“I would agree it deserved more and the paper was GOP heavy,” Butler said, responding to a Nicholas Delmenico post alleging the ProJo isn’t offering fair and ample coverage to Democratic presidential candidate Bernie Sanders.
“Though you must admit the GOP race has been much newsier – for better or for worse,” he added.
“Please note that Bernie Sanders’ caucus wins were mentioned in the second paragraph of the A1 Sunday AP roundup on the primaries,” Butler wrote in an email to RI Future. “Note that the lead story in the Monday paper was on the Clinton-Sanders debate.”
Butler, whose full email you can read here, said, “There is no blackout of the Dems.” Delmenico’s post does not allege a blackout of Democrats, but rather of Bernie Sanders.
Sanders supporters have grown more vocal recently about what they see as unfair treatment of their candidate from the so-called “mainstream media” a colloquialism for the large, influential and in most cases for-profit corporations that Americans rely on to become educated about their government.
Delmenico insinuated the Providence Journal has not adequately covered Bernie Sanders because it is owned by a corporation with ties to Wall Street.
Others have said too many media organizations include superdelegate campaign promises when comparing Hillary Clinton and Sanders delegate totals.

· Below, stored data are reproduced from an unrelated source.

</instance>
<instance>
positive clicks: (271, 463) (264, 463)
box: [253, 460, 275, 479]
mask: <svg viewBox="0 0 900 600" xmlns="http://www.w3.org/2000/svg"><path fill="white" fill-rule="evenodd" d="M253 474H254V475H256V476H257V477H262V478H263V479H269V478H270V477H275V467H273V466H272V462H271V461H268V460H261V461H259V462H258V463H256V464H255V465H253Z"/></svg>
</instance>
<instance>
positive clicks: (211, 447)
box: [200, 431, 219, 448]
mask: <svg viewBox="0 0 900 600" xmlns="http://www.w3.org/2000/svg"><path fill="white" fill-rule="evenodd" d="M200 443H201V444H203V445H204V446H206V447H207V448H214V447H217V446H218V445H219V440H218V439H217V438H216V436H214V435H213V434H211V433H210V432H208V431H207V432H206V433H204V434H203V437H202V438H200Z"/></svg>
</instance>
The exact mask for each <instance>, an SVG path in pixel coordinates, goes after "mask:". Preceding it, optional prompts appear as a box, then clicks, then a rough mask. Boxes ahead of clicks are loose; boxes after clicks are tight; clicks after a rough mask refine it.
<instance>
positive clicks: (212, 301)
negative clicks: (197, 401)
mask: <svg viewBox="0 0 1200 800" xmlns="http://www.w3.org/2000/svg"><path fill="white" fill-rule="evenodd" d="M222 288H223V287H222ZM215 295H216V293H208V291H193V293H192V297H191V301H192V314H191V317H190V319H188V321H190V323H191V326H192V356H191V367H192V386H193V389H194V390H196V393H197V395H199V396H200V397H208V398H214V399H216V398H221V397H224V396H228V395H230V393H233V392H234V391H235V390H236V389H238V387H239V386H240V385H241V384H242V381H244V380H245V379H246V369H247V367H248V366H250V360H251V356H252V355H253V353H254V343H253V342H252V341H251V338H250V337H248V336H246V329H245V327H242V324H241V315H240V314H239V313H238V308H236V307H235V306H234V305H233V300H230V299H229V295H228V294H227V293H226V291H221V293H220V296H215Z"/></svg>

Superdelegates are party insiders that get a vote in who the presidential nominee is. They are known to change their mind. In fact, they are known to change their mind against Hillary Clinton, who eight years ago held a similar superdelegate advantage over Barack Obama before many switched to support the eventual nominee.
Clinton has won 671 delegates to Sanders’ 476. But, according to the New York Times, Clinton also has 458 superdelegates who have said they will vote for her compared to 22 for Sanders.